He argues Howard and Downer pushed
the point and Bush responded.
"I think the trilateral security
dialogue (US, Japan, Australia) was an Australian idea,"
he says. "A number of us, Rich Armitage, Jim Kelly and myself
(US officials) had argued for some time that we needed a strategic
dialogue with Japan. The Howard Government was rethinking the
role of Japan as well, with Downer and Ashton Calvert (a former
Department of Foreign Affairs and Trade chief), a great Japan
hand. This resonated with Armitage and Rice."
Green sees the trilateral dialogue
as a significant strategic event, one consequence being to encourage
the internationalists in Japan to succeed with their more activist
foreign policy.
Third and most obvious was
Australia achieving a free trade agreement with the US.
Fourth, Green nominates Bush's
decision in 2002 to take the Iraq issue to the UN Security Council.
Although Tony Blair was the main
influence on Bush's decision, "at a significant level John
Howard's view did help push it forward".
Fifth, Green nominates Australia's
role in encouraging the US on Asian regional architecture. "Downer
came to Rice and the NSC about this early, in the summer of 2001
pre-Iraq," he says. Rice favoured institution-building in
Asia and the US followed this theme in several ways: backing
APEC further into security issues, the six-party talks over North
Korea and the trilateral security dialogue.
These directions flowed in part
"from talks involving Downer, Rice and Colin Powell".
Sixth, Green lists the Asia-Pacific
Partnership on Clean Development and Climate (AP6). "This
was a classic case where the US, frankly, was floundering,"
he says. The White House and US Department of State began bilateral
dialogues on climate change with Australia and Japan.
The White House embraced the AP6,
"but at its core in terms of the intellectual work"

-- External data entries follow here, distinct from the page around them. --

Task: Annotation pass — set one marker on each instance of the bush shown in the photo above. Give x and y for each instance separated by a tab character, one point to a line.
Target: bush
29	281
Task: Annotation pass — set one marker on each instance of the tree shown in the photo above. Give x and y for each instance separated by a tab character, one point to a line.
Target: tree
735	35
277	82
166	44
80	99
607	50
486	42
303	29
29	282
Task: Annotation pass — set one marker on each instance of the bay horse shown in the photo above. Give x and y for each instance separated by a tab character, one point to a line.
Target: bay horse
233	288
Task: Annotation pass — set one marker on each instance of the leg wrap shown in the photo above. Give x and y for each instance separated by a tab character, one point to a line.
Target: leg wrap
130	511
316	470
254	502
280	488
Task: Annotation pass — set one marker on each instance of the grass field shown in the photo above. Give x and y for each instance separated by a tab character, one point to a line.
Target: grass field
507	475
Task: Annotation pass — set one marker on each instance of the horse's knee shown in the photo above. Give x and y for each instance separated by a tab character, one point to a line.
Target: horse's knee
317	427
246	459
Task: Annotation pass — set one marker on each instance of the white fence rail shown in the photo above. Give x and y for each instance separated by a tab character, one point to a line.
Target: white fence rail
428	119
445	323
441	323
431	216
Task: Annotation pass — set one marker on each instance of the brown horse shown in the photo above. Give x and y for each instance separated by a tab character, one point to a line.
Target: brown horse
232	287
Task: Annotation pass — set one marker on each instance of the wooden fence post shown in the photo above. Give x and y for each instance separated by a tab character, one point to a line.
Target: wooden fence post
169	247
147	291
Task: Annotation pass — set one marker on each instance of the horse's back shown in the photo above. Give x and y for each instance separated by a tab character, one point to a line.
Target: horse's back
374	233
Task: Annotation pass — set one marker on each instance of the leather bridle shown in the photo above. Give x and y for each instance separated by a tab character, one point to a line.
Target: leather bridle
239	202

were the Australia-US discussions.
The examples Green gives are a
commentary on Howard, showing where he tried and where he declined
to exert influence.
From his experience in the Bush
administration within the Asian hemisphere, Green says: "Australia
had access and influence to shape our policy debate in a way
that nobody else did except perhaps Japan and to some extent
the (South) Koreans on peninsula issues."
Finally, on China, Green offers
a sophisticated view of US thinking that will reassure Australia.
He says the Australian media misjudges US policy and argues "we
don't have a containment policy". The US, rather, seeks
to "balance China with our alliances. We hedge and we shape
our military, so if we have to we can deter or dissuade China."
"We don't need an Australian
explicit commitment for the defence of Taiwan," Green says.
What the US wants from Australia, along with Europe and Japan,
is to send the signal that "a Chinese decision to use force
over Taiwan would fundamentally change the relationship".
This is an American view in harmony
with Australia's present bipartisan position.